Vulnérabilité juive

En vivant dans des sociétés démocratiques, ouvertes et pluralistes, où l’Etat de droit et les libertés fondamentales sont inscrites dans les constitutions et les consciences, les Juifs ont progressivement évacué de leur esprit l’idée qu’ils forment une minorité vulnérable. Toute minorité est par essence vulnérable.

Et une minorité peu nombreuse et non violente comme les Juifs peut rapidement devenir la cible d’attaques virulentes. C’est ce que viennent nous rappeler brutalement et tragiquement la tuerie du Musée juif de Belgique commise il y a un an et celle de l’Hyper Cacher de Paris il y a moins de six mois.

Sans se raccrocher à une vision lacrymale de l’histoire juive, cette vulnérabilité a longtemps marqué la condition juive en Europe. Mais depuis la fin de la Seconde Guerre mondiale et la prise de conscience suscitée par l’horreur de la Shoah, les Juifs ont connu un certain répit. Bien que les vieux préjugés ne se sont pas dissipés complètement, l’antisémitisme est devenu moralement et politiquement condamnable, et à tout le moins condamné à ne survivre qu’au sein de groupuscules coupés de la société. « Hitler a déshonoré l’antisémitisme », a écrit Georges Bernanos après la guerre. L’Europe est enfin devenue démocratique. Cette évolution ne pouvait rien annoncer de mauvais pour les Juifs qui ont lié leur destin à la démocratie. Ils ne se sont pas trompés : aucune mesure discriminatoire n’a depuis lors été prise à leur encontre ni aucune persécution n’a frappé les Juifs. Cette évolution appréciable a même eu pour effet que les Juifs ont peu à peu oublié qu’ils forment une minorité vulnérable.

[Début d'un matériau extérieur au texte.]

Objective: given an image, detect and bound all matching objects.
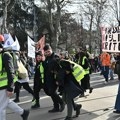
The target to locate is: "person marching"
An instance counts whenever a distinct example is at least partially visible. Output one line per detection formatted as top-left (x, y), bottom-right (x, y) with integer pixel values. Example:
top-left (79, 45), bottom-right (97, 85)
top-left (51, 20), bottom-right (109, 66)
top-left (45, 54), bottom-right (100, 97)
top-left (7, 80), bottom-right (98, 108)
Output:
top-left (0, 35), bottom-right (29, 120)
top-left (101, 52), bottom-right (110, 84)
top-left (14, 52), bottom-right (34, 102)
top-left (50, 59), bottom-right (85, 120)
top-left (75, 50), bottom-right (93, 97)
top-left (43, 44), bottom-right (65, 113)
top-left (31, 51), bottom-right (45, 109)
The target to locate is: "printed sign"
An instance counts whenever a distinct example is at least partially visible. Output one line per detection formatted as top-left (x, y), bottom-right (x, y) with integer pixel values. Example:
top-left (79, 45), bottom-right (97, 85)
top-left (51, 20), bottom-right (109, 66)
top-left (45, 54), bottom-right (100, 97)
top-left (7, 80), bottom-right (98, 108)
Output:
top-left (28, 36), bottom-right (35, 58)
top-left (101, 26), bottom-right (120, 52)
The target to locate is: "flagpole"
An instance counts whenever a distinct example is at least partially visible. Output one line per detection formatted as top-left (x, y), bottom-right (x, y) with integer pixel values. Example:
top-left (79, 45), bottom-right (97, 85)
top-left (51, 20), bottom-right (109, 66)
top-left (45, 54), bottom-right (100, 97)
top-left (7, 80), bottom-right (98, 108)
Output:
top-left (32, 0), bottom-right (38, 42)
top-left (117, 0), bottom-right (120, 26)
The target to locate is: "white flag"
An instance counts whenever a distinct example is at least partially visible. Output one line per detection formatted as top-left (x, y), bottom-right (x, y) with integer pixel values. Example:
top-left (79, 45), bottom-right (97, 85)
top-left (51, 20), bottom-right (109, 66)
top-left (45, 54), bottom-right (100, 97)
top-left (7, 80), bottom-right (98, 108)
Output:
top-left (28, 36), bottom-right (35, 58)
top-left (11, 36), bottom-right (20, 51)
top-left (3, 33), bottom-right (14, 48)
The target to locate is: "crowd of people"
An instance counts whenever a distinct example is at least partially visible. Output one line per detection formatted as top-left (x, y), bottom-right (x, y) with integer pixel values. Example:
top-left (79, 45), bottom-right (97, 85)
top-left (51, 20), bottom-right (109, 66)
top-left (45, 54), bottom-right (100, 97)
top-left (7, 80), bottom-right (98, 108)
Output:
top-left (0, 35), bottom-right (120, 120)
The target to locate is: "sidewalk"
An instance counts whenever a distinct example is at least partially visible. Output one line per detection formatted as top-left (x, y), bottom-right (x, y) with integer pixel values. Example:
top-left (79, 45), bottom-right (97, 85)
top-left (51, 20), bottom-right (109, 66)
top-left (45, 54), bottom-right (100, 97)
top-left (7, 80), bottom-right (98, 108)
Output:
top-left (77, 81), bottom-right (120, 120)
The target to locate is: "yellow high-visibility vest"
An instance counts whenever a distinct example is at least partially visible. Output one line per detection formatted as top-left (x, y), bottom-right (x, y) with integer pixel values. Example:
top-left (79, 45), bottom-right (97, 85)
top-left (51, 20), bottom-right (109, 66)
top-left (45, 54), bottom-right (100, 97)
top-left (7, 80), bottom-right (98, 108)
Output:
top-left (0, 52), bottom-right (17, 88)
top-left (40, 62), bottom-right (44, 83)
top-left (82, 56), bottom-right (90, 74)
top-left (65, 60), bottom-right (86, 82)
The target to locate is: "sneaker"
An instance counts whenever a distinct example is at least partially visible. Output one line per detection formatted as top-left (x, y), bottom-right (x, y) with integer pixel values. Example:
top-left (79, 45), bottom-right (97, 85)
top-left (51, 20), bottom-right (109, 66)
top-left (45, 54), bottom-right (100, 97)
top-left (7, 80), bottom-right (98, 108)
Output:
top-left (64, 116), bottom-right (72, 120)
top-left (104, 81), bottom-right (108, 85)
top-left (31, 104), bottom-right (40, 109)
top-left (59, 102), bottom-right (65, 112)
top-left (76, 104), bottom-right (82, 117)
top-left (79, 93), bottom-right (85, 98)
top-left (13, 99), bottom-right (20, 103)
top-left (113, 110), bottom-right (120, 114)
top-left (21, 110), bottom-right (30, 120)
top-left (48, 108), bottom-right (59, 113)
top-left (89, 88), bottom-right (93, 93)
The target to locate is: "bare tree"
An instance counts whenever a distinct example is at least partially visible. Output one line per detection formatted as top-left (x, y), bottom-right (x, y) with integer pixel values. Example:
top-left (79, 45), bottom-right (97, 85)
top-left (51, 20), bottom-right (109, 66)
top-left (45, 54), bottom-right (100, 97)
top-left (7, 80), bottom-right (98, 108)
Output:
top-left (110, 0), bottom-right (120, 26)
top-left (40, 0), bottom-right (69, 50)
top-left (1, 0), bottom-right (11, 33)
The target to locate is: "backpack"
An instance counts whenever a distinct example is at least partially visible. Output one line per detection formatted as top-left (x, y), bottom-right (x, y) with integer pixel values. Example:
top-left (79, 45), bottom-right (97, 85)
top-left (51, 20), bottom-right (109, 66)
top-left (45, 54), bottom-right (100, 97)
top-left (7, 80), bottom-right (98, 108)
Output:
top-left (17, 60), bottom-right (28, 79)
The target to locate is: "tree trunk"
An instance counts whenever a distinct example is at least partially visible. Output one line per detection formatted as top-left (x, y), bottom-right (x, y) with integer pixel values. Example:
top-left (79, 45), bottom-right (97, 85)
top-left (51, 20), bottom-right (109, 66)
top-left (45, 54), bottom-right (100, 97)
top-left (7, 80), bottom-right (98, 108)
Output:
top-left (2, 0), bottom-right (10, 34)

A travers toute une propagande haineuse qui se répand en toute impunité sur Internet, les Juifs subissent aujourd’hui une vision du monde très répandue en Europe il y a un siècle, selon laquelle le Juif est le principe du mal absolu et l’explication ultime des malheurs du monde. Ces passions mauvaises proviennent notamment de milieux eux-mêmes exposés au racisme et aux discriminations. Cette situation particulière trouble les schémas idéologiques de certains milieux politiques et associatifs qui ont tendance à relativiser cet antisémitisme ou à le diluer dans d’autres phénomènes. Malheureusement, l’histoire immédiate nous montre encore que les fantasmes antisémites ne se limitent pas au stade des idées et qu’ils finissent par tuer des Juifs comme à Toulouse, Bruxelles et Paris.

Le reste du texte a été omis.